Ministério Público determina arquivamento de denúncia contra Flávio Canedo

Decisão foi publicada nesta quinta-feita (26/02), no Diário Oficial do Ministério Público do estado de Goiás

O Ministério Público do Estado de Goiás (MPGO) determinou e públicou nesta quinta-feira (26/02), o arquivamento de uma notícia de fato que questionava a regularidade da execução penal imposta a Flávio de Paula Canedo, esposo da deputada federal Magda Mofatto e apontado como seu principal articulador político em todo o Estado.

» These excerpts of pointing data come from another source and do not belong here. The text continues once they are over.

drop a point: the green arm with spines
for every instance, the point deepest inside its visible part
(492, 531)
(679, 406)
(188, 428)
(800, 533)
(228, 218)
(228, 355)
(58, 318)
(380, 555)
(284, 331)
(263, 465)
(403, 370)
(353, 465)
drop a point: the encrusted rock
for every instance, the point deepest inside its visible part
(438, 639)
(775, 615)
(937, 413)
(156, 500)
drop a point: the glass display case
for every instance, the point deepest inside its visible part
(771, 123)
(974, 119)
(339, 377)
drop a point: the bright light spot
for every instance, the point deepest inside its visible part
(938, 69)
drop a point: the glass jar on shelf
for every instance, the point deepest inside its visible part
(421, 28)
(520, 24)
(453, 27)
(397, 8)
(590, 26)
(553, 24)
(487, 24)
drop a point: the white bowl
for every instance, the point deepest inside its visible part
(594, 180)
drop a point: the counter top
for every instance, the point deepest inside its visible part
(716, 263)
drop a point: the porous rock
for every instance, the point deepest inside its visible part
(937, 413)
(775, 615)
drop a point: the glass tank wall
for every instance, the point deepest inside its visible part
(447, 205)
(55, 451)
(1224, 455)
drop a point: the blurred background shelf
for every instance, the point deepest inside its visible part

A manifestação, apresentada de forma anônima, alegava suposta inefetividade no cumprimento da pena de cinco anos de reclusão, inicialmente fixada em regime semiaberto, decorrente de condenação com base no artigo 1º, inciso I, alínea “a”, e § 3º, da Lei nº 9.455/1997 (Lei de Tortura). O trânsito em julgado ocorreu em 27 de abril de 2022.

Segundo o noticiante, não teriam sido implementadas as condições próprias do regime semiaberto nem adotadas medidas formais para início do cumprimento da pena, o que poderia, em tese, gerar risco de prescrição da pretensão executória. Também foi mencionada a existência de custas finais pendentes.

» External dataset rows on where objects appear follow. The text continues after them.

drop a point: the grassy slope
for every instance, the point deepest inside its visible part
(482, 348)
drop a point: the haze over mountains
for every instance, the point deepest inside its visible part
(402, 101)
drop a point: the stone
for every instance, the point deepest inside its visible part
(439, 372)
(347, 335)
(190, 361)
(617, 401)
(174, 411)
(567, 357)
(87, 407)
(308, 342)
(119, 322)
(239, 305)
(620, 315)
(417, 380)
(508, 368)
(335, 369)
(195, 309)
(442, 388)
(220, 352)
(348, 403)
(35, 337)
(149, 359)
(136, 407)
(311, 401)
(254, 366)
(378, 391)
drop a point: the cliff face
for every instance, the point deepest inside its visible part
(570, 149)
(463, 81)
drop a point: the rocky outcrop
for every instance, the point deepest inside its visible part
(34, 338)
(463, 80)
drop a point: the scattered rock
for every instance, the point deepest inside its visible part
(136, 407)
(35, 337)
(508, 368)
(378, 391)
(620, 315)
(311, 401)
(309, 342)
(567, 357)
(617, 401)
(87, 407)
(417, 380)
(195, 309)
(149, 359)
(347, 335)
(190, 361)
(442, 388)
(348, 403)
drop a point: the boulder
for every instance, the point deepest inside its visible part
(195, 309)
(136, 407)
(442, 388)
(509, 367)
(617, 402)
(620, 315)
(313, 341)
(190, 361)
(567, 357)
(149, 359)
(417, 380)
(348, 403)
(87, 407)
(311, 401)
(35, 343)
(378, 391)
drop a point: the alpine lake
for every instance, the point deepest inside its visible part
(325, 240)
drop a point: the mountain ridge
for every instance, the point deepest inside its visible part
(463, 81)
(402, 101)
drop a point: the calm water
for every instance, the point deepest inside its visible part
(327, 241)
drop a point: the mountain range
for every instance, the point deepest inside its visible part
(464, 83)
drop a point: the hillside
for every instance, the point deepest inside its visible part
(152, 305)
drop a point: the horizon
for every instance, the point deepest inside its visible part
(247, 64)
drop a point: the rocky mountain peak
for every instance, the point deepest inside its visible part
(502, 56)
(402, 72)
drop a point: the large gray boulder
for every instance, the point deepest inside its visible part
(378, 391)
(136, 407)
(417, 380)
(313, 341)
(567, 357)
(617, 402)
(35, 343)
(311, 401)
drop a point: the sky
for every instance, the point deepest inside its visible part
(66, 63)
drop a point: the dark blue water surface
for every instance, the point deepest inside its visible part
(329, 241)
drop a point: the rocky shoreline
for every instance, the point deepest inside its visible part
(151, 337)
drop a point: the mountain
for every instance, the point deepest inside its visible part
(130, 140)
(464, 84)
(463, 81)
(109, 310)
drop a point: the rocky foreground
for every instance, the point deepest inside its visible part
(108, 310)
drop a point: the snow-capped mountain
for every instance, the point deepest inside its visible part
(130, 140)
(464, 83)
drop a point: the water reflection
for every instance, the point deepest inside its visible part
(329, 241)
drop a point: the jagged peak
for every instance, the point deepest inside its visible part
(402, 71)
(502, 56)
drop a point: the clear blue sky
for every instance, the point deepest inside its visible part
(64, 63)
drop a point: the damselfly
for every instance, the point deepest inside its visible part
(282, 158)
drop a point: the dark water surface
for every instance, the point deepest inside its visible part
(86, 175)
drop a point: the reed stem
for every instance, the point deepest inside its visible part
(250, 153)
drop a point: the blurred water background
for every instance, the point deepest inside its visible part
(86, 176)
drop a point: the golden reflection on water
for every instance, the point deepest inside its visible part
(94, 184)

Execução regularmente instaurada

Ao analisar os autos, o promotor de Justiça em substituição, Wessel Teles de Oliveira, verificou que a execução penal tramita regularmente sob número próprio e que foi realizada audiência admonitória em 17 de maio de 2023 — ato que formaliza o início do cumprimento da pena.

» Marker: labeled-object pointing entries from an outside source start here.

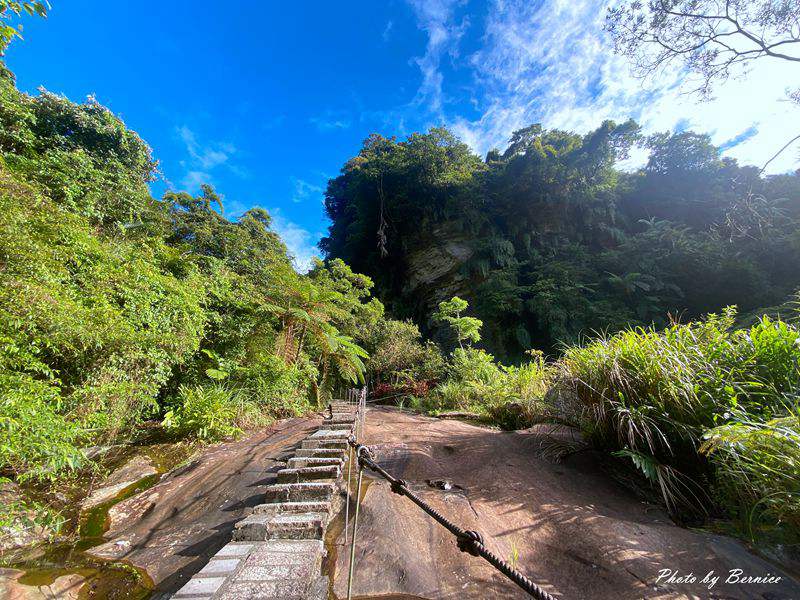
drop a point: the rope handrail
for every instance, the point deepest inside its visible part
(467, 541)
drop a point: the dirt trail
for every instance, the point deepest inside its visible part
(172, 529)
(572, 529)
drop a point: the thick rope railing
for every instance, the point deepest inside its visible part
(467, 541)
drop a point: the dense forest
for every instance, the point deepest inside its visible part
(549, 240)
(116, 307)
(551, 286)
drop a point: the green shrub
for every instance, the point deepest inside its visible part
(758, 469)
(701, 410)
(512, 397)
(36, 443)
(209, 413)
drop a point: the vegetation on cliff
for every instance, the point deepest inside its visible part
(549, 239)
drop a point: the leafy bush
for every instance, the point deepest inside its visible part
(209, 413)
(758, 469)
(36, 443)
(512, 397)
(699, 409)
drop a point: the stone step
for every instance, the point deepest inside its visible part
(320, 452)
(278, 570)
(314, 491)
(325, 442)
(328, 434)
(308, 474)
(338, 421)
(274, 508)
(260, 527)
(339, 426)
(298, 462)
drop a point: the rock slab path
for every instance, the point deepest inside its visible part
(567, 526)
(174, 528)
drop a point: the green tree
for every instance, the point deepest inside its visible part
(466, 329)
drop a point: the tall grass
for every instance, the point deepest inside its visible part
(708, 414)
(512, 397)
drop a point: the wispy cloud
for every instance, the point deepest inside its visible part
(303, 189)
(192, 181)
(437, 19)
(300, 242)
(203, 158)
(331, 120)
(551, 62)
(387, 31)
(207, 157)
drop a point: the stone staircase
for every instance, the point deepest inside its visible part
(277, 550)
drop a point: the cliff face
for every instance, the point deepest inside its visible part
(434, 268)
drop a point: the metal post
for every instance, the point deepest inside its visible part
(353, 541)
(347, 506)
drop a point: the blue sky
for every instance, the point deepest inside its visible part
(267, 100)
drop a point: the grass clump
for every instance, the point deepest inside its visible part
(708, 414)
(211, 413)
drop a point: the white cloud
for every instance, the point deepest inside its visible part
(551, 62)
(387, 31)
(208, 157)
(304, 190)
(203, 159)
(192, 181)
(300, 242)
(331, 121)
(435, 17)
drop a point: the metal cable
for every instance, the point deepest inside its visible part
(355, 526)
(468, 541)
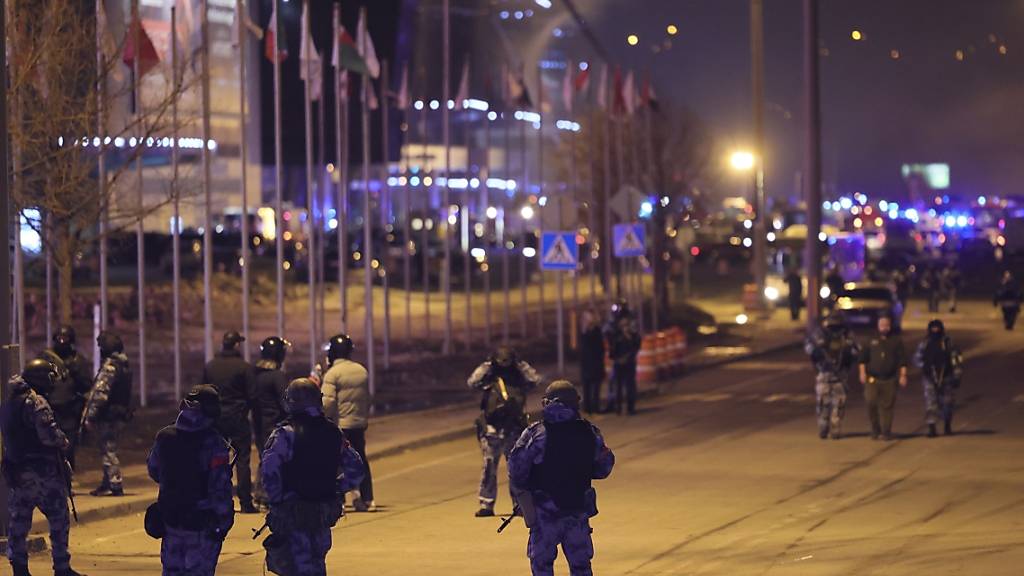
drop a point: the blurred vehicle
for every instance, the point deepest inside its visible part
(861, 303)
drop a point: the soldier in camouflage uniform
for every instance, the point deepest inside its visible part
(550, 469)
(190, 461)
(834, 352)
(307, 467)
(108, 408)
(35, 467)
(504, 379)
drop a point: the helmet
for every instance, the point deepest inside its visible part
(64, 341)
(231, 339)
(563, 393)
(302, 394)
(505, 357)
(204, 398)
(40, 375)
(109, 342)
(340, 345)
(273, 348)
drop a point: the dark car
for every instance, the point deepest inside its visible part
(862, 303)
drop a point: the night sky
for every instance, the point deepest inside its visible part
(879, 112)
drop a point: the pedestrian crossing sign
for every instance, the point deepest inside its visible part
(628, 241)
(559, 250)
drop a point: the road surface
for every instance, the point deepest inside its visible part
(724, 476)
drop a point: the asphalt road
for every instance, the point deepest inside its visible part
(724, 476)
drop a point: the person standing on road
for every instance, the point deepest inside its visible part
(269, 383)
(35, 468)
(190, 462)
(109, 408)
(796, 296)
(624, 346)
(1008, 297)
(74, 382)
(834, 352)
(591, 360)
(307, 467)
(941, 367)
(346, 403)
(232, 377)
(550, 469)
(883, 366)
(505, 380)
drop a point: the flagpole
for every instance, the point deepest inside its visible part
(368, 258)
(407, 236)
(446, 141)
(341, 150)
(424, 235)
(573, 181)
(207, 176)
(540, 207)
(243, 36)
(385, 208)
(608, 248)
(484, 175)
(139, 231)
(101, 163)
(279, 210)
(310, 211)
(176, 222)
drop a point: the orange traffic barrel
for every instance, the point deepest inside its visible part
(646, 360)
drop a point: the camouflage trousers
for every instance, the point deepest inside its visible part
(187, 552)
(298, 552)
(40, 488)
(830, 407)
(494, 445)
(572, 532)
(939, 401)
(109, 434)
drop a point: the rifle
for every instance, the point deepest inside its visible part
(64, 468)
(507, 521)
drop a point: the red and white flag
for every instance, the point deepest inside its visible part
(271, 39)
(310, 68)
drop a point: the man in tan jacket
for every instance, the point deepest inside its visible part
(346, 403)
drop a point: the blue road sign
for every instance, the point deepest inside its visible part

Posteriormente, em 30 de julho de 2025, foi concedida progressão ao regime aberto. Conforme consta nos registros oficiais, o sentenciado cumpre atualmente as condições impostas, com comparecimentos mensais devidamente lançados no sistema SAREF entre agosto de 2025 e fevereiro de 2026, não havendo notícia de descumprimento.

Diante desses elementos, o Ministério Público concluiu que não há indícios de inércia estatal ou ausência de atos executórios, afastando também qualquer risco concreto de prescrição.

Esclarecimentos sobre multa e custas

A decisão ainda esclarece que o tipo penal previsto na Lei nº 9.455/1997 não comina pena de multa, mas exclusivamente pena privativa de liberdade, inexistindo, portanto, multa a ser executada.

Quanto às custas processuais finais, o MP destacou que eventual cobrança compete à Fazenda Pública Estadual, mediante inscrição em dívida ativa e posterior execução fiscal, não sendo atribuição institucional do órgão ministerial promover essa cobrança.

Arquivamento fundamentado

Sem a constatação de irregularidades ou omissão institucional que justificassem a instauração de procedimento investigativo, o Ministério Público indeferiu a abertura de apuração e determinou o arquivamento da notícia de fato, com fundamento na Resolução nº 09/2018 do Colégio de Procuradores de Justiça do MPGO.

Flávio de Paula Canedo é reconhecido nos bastidores políticos como principal articulador da deputada federal Magda Mofatto, filiada ao Partido Liberal (PL), tendo forte atuação nas articulações partidárias e estratégicas da legenda em Goiás.